JAKARTA. Harga minyak kembali memanas. Nilai kontrak harian minyak mentah pengiriman Juni 2011 di Bursa New York, Jumat (29/4) lalu, meningkat 0,95% menjadi US$ 113,93 per barel. Ini adalah posisi tertinggi harga minyak sejak 3 September 2008.

Pemicu kenaikan harga minyak adalah pelemahan nilai tukar dollar Amerika Serikat (AS). Investor beramai-ramai mengalihkan dana dari dollar AS ke komoditas, termasuk minyak mentah.

Penyebab lain gejala ini adalah badai yang melanda AS pekan lalu. Agar efek musibah tak meluas, aktivitas tujuh kilang di Texas, Alabama dan Pennsylvania, ditutup sementara. Tom Kloza, Kepala Analis Perminyakan Oil Price Information Service, memperkirakan badai tersebut telah menghambat produksi minyak di AS sekitar 750.000 hingga 1 juta barel per hari.


Kenaikan bunga

Sebagian besar analis yang disurvei Bloomberg memperkirakan, harga minyak mentah selama pekan ini akan meningkat. "Investor melepas dollar AS karena The Fed menerapkan kebijakan moneter yang longgar," ujat John Kilsuff, partner Again Capital LLC, seperti dikutip Bloomberg, Sabtu (30/4) lalu.

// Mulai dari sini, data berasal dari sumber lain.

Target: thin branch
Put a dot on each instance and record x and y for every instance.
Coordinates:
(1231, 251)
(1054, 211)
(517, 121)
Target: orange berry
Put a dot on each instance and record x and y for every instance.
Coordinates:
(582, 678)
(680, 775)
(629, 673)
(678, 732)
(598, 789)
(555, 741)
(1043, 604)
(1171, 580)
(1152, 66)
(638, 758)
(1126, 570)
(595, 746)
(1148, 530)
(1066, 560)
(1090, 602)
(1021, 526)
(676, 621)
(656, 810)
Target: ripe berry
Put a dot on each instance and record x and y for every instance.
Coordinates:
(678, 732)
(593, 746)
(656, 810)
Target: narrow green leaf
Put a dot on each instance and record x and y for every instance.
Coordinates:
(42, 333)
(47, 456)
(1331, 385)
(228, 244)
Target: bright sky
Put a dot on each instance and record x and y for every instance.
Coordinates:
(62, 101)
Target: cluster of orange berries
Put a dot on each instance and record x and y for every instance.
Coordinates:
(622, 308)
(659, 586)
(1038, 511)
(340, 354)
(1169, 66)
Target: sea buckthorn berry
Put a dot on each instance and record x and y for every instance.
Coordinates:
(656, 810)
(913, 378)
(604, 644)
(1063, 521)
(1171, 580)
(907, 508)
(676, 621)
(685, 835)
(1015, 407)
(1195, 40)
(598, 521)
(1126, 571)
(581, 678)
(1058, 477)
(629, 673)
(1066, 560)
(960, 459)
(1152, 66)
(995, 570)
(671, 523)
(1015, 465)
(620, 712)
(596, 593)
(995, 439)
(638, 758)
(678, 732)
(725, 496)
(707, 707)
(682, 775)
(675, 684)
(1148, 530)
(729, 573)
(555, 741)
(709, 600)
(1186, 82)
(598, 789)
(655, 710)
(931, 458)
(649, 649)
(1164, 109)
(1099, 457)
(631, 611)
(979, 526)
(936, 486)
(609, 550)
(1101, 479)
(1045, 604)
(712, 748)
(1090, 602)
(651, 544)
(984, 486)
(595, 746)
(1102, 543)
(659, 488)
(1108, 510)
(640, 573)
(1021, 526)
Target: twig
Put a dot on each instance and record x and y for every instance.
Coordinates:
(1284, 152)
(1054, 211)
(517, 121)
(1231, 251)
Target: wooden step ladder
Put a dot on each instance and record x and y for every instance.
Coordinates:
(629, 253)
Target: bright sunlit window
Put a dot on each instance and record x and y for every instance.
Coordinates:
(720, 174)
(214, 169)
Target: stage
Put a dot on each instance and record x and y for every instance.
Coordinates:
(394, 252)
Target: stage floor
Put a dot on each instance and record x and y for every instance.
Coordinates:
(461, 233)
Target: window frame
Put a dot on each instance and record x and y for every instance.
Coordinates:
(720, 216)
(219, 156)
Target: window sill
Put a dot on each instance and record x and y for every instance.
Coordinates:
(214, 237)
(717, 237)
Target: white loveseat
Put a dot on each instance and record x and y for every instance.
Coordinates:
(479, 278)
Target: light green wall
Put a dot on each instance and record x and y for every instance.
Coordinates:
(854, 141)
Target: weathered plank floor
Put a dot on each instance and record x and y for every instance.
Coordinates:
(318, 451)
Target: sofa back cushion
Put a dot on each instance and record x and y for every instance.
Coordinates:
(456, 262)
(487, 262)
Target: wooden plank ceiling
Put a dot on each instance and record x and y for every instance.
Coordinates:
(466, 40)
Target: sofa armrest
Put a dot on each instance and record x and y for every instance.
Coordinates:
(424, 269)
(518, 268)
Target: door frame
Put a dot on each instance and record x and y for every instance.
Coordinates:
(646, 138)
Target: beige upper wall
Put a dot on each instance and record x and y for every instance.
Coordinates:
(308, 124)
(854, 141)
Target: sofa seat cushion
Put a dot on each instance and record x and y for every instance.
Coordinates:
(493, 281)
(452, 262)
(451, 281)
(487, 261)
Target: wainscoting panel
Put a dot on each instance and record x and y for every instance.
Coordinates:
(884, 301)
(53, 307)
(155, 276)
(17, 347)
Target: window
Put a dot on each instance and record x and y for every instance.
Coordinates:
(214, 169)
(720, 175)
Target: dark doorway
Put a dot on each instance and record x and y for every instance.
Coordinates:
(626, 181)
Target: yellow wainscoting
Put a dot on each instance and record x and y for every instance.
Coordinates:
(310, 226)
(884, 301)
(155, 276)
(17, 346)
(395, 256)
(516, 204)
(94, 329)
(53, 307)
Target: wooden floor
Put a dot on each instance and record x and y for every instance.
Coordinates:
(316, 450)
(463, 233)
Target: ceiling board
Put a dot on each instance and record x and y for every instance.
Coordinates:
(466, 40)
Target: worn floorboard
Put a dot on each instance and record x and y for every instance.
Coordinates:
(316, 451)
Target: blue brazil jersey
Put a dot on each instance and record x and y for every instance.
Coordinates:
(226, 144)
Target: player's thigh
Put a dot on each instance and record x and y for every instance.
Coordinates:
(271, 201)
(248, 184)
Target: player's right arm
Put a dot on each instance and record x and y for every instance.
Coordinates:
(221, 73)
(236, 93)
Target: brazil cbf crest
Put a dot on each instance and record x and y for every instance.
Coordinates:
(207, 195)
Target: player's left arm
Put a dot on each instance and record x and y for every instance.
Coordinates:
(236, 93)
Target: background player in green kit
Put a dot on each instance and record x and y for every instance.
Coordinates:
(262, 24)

Jika tren pelemahan dollar AS bertahan, harga minyak mentah dan komoditas lain akan menanjak selama sepekan ini. Apelles Rizal T. Kawengian, Kepala Divisi Pengembangan Bisnis dan Produk Monex Investindo Futures, melihat tren harga minyak dalam jangka panjang akan terus mendaki.

Dia memprediksi harga minyak mentah di kuartal kedua tahun ini bisa mencapai US$ 115 per barel di level resistance. Sedang posisi support US$ 111 per barel.

Ibrahim, Analis Senior Harvest International Futures berpandangan, kenaikan harga minyak mentah sejatinya bisa melemahkan ekonomi dunia. "Ini terbukti dengan penurunan tingkat produksi industri Korea Selatan yang di bawah estimasi analis," ucap dia, pekan lalu.

Data terakhir mengenai klaim pengangguran (initial jobless claim) di AS juga meningkat dari 25.000 orang menjadi 429.000 orang. Fakta ini pun menjadi sentimen negatif bagi prospek pertumbuhan ekonomi global.

Apalagi, The Fed juga memangkas proyeksi pertumbuhan ekonomi Amerika Serikat pada tahun ini. "Pada minggu ini, harga minyak cenderung terkoreksi, tapi hanya sesaat," prediksi Ibrahim. Koreksi harga minyak diyakini merupakan bentuk antisipasi para pelaku pasar terhadap kenaikan tingkat suku bunga yang akan mungkin berlangsung di sejumlah negara.

Bank Sentral India, Selasa (3/4), berencana menaikkan tingkat suku bunganya. Begitu juga Bank Sentral Inggris dan Bank Sentral Eropa yang akan menggelar pertemuan dalam rangka kelanjutan kenaikan suku bunga.

Tapi, Ibrahim menegaskan, harga minyak tahun ini masih bullish. Dus, koreksi harga minyak saat ini hanya profit taking investor lantaran harganya sudah naik tinggi.